Thanks to the Europeans in the Age of Exploration,
their missionaries,
and the Western-dominated global scholastic culture of the modern age,
most languages in the world have one or more Latin transcriptions,
even those that do not use it as their primary writing system.
The Latin alphabet is a phonetic system with disjoint letterforms,
and typically uses spaces between words.
This allows it to use inter-word justification,
although it can and sometimes does increase the spacing between individual letters as well.
Since it is frequently adopted into other writing systems,
it can sometimes adopt characteristics of that system;
for example, some styles of Japanese typesetting
treat Latin letters the same as Japanese characters
for the purpose of line-breaking and justification.
<ul>
<li><a href="https://www.w3.org/TR/dpub-latinreq/#justification">Latin Layout Requirements: Justification</a>
</ul>
<h3 id=ethiopic>
Ethiopic Writing System</h3>
Like Latin, the Ethiopic writing system uses an alphabet of disjoint letters
and uses punctuation to indicate the break between words.
Unlike Latin, Ethiopic traditionally uses a visible word separator--
the Ethiopic Word Space U+1361 “፡”--
although modern documents sometimes use a regular space U+0020 “ ” instead.
Justification strategies are as for Latin:
increasing the space at the word separator,
and/or distributing space between letters.
<ul>
<li><a href="https://w3c.github.io/elreq/#ethiopic_justification">Ethiopic Layout Requirements: Justification
</ul>
<h3 id=arabic>
Arabic Writing System (and Other Cursive Systems)</h3>
Arabic is a cursive script,
meaning its letters are typically joined together within a word.

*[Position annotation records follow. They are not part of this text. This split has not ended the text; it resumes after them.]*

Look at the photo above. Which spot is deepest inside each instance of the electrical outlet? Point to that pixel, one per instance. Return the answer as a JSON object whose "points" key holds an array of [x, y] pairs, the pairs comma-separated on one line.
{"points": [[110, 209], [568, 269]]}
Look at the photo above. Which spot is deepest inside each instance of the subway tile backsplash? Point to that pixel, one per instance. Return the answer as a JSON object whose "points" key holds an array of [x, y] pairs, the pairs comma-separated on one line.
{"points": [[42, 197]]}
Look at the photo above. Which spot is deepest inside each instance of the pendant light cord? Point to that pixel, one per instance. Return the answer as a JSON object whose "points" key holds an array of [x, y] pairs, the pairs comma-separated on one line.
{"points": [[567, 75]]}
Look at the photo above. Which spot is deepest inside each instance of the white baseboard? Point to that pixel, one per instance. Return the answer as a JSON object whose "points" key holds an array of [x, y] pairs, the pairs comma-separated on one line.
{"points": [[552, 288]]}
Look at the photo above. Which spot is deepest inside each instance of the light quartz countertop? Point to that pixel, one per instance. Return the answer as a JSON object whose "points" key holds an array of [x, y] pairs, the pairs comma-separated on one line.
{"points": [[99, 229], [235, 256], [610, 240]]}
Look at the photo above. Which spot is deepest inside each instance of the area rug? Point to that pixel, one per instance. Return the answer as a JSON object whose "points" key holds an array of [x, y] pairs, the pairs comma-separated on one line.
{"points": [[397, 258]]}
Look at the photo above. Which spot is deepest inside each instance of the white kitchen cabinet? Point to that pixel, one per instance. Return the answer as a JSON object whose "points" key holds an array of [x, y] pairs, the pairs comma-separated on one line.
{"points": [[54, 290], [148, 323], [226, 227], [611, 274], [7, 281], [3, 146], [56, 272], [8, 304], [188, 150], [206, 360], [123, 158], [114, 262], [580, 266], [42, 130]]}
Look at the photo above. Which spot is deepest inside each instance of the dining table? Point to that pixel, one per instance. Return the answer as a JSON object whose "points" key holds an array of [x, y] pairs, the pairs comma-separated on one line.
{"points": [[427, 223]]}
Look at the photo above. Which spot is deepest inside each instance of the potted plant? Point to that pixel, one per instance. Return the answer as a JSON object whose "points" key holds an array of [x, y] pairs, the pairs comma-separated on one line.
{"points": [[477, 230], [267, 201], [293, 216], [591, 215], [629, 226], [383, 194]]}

This creates additional challenges,
as the usual method for stretching out text--
inserting spaces between glyphs--
does not work.
Since Arabic uses spaces between words,
one method for justification is inter-word justification--
stretching out the spaces within the line to fill it.
However, most styles of Arabic writing prefer calligraphic elongation or compression,
distorting the shapes and connections between letters
in order to fill the line while preserving its typographic color.
This is often called “kashida”, meaning “stretched”.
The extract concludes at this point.